今朝の聖書はニコデモさんとの対話の後で、イエス様が人々に洗礼を施していることが記されています。同じくヨハネも洗礼を授けているのですが、ヨハネの弟子達が言うには、みんながイエス様の方へ行ってしまうということでした。それに対してヨハネは、改めて救い主であるイエス・キリストを証したのであります。ヨハネの弟子達は、みんなイエス様の方へ行ってしまうので、ねたましく思い、ヨハネに告げるのでした。しかし、自分達の先生ヨハネは、むしろ主イエス・キリストであることを改めて証しているのです。ヨハネは言います。「天から与えられなければ、人は何も受けることはできない。わたしは、『自分はメシアではない』と言い、『自分はあの方の前に遣わされた者だ』と言ったが、そのことについては、あなたがた自身が証ししてくれる。花嫁を迎えるのは花婿だ。花婿の介添え人はそばに立って耳を傾け、花婿の声が聞こえると大いに喜ぶ。だから、わたしは喜びで満たされている」と自分の存在と立場を述べるのであります。ヨハネは主イエス・キリストを証するものであるということ、人々がこの主イエス・キリストを信じて生きること、それがヨハネの使命でありました。イエス様を見つめつつ、信じつつ信仰の道を励ましているのであります。

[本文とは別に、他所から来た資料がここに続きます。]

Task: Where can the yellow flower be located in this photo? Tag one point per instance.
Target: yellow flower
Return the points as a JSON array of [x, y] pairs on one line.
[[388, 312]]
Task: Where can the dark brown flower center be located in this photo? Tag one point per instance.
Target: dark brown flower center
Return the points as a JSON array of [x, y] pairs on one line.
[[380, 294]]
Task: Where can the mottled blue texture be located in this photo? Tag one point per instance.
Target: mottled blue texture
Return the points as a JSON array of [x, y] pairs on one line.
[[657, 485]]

イエス・キリストを信じて生きること、それはどんなにか喜びでありましょうか。何よりも信仰の道は、この道は永遠の生命の道なのであります。ヨハネによる福音書は他の福音書で示すように、現実を神の国として生きること以上に、「永遠の生命」に生きることに力点を置いているのであります。永遠の生命を与えるために主イエス・キリストがこの世に現れたことを示しているのがヨハネによる福音書なのであります。

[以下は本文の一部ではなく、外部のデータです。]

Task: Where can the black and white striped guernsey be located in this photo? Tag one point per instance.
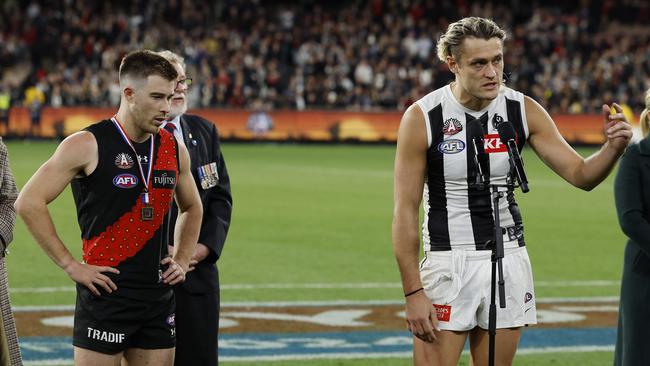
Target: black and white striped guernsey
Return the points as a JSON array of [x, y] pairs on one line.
[[457, 215]]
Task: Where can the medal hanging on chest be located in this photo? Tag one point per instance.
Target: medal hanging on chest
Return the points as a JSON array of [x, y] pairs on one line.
[[147, 210]]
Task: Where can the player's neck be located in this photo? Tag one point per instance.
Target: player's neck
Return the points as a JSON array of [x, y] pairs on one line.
[[135, 133], [467, 100]]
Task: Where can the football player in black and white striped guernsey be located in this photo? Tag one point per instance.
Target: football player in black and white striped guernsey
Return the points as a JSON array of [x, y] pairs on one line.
[[448, 292]]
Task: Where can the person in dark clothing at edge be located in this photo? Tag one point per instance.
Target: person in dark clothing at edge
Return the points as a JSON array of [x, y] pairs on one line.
[[197, 299], [125, 172], [632, 198]]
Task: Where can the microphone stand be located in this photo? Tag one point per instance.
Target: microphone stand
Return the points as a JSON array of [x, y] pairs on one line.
[[497, 264]]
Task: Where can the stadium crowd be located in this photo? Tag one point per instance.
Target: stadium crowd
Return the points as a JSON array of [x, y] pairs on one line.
[[359, 54]]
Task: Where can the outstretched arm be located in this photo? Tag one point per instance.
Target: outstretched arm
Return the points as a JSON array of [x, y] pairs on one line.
[[75, 155], [410, 166], [551, 147]]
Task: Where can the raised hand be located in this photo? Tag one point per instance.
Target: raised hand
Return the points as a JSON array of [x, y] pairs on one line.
[[617, 129]]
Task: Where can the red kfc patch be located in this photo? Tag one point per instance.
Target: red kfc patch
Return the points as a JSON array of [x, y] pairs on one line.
[[443, 312]]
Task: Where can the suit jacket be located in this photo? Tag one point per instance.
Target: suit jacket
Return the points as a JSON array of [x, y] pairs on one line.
[[633, 196], [8, 194], [202, 141]]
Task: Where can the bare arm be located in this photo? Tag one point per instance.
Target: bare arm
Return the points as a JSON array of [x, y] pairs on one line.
[[188, 224], [410, 166], [551, 147], [76, 154]]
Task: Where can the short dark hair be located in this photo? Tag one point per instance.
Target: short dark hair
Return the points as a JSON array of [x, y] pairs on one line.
[[142, 64]]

 今朝は、最初に横浜本牧教会のお二人の方のお証を示されました。関連してお話しさせていただきますが、やはり横浜本牧教会代務者時代に葬儀がありました。横浜本牧教会は聖坂養護学校と深いかかわりを持っています。その学校の生徒さん、高校1年生ですが亡くなりました。キリスト教の学校であり、ご両親は教会での葬儀を希望されましたので、私が葬儀の司式をさせていただきました。大塚平安教会在任中、知的障碍者の施設に関わっていましたので、積極的に関わらせていただいたのです。その葬儀が終わりまして、ご両親は時々ではありますが礼拝に出席されるようになりました。今でも出席されておられるようです。教会の皆さんの信仰の人生を深く受け止められたようです。もう一歩踏み込んで、イエス様を信じる人生へと導かれることをお祈りしているのです。
 <祈祷>
聖なる御神様。十字架の救い信じる信仰のへとお導きくださり感謝します。信仰の人生を喜びつつ歩ませてください。主イエス・キリストのみ名によりおささげします。アーメン。